Object-oriented nature
That Java is
an object-oriented language is a well-known fact. Lesser known, however, is
the fact that this is also true of the JVM. The JVM actually emulates an
object-oriented processor. In other words, the byte codes support
object-oriented operations. This fact is illustrated by the byte codes for
the instructions "getstatic" and "invokevirtual" in the
above example. Using these object-supporting instructions, the sequence of
four byte codes above makes a call to the "println" method of the
"java.io.PrintStream" object. To support this object-oriented
model, the JVM is also responsible for:
-
Dynamic
loading of Java classes -
Inheritance
and polymorphism. that is, when calling a method, it walks the
inheritance tree to call overridden methods correctly -
Memory
management and garbage collection
The object-oriented nature of
the virtual machine has major implications on the Java class file format. In
particular, to support dynamic loading of classes and method invocation, the
JVM needs symbolic information.
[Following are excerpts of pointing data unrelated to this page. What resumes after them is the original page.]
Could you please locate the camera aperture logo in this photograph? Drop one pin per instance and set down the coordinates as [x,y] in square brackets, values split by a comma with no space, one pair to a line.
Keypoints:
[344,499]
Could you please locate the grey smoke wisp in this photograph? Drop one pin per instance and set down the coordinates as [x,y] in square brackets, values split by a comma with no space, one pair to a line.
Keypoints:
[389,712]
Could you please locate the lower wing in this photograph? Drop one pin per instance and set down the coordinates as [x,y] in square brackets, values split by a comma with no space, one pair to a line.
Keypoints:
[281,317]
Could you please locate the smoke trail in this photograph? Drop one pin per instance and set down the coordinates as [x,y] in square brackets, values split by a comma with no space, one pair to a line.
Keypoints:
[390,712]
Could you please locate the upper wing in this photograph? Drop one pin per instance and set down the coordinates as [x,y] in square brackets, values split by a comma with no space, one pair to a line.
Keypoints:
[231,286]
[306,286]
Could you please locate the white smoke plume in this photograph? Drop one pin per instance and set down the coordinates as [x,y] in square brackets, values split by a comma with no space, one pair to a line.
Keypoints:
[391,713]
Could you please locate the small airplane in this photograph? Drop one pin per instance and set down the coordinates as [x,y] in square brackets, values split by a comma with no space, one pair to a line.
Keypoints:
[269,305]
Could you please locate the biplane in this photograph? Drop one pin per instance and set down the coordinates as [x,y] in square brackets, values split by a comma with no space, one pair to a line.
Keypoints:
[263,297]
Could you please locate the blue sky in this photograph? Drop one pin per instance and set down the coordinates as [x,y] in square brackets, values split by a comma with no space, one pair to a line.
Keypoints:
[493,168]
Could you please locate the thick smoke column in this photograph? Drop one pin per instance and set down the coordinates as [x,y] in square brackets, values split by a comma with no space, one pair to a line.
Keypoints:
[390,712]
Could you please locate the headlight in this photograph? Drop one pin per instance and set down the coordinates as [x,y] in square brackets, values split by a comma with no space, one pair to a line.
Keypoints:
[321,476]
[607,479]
There is no other place to keep this
symbolic information except in the class file itself. Thus, this information
is also available to a decompiler and helps it to restore the same names for
classes, methods and attributes in the decompiled file as were used in the
original Java source file.
Protecting your Java
applications
Does that
mean that there is no way of preventing class files from being decompiled?
A technique called Code
obfuscation provides some hope to developers. An obfuscator, when applied to
class files, makes it harder for decompilers to extract useful information
from them. It works by changing most of the symbolic information present in
a class file. For example, it might replace human-friendly class names, like
Employee, with less friendly names like 112. As a result, it becomes very
difficult to make any sense of the code, even when the class file has been
successfully decompiled.
Some obfuscators go even
further. They introduce byte code combinations that are notoriously
difficult to decompile. Typically, they do so by modifying byte codes,
adding useless and harmless instructions. An example of this is adding some
dead code–code that is never executed, for example, the code put after the
"return" statement–to the methods. So, even as the program runs
alright, it might not decompile properly.
Unfortunately, many of the
present-day Java decompilers can detect this, and successfully decompile a
class file that’s obfuscated in such a manner.
There are lots of obfuscators
available and some are even free. One of the free ones is HashJava, which
can be downloaded from www.sbktech.org.
Another one, Jobe is free for non-commercial use and is available at www.cs.ucsd.edu/users/ej.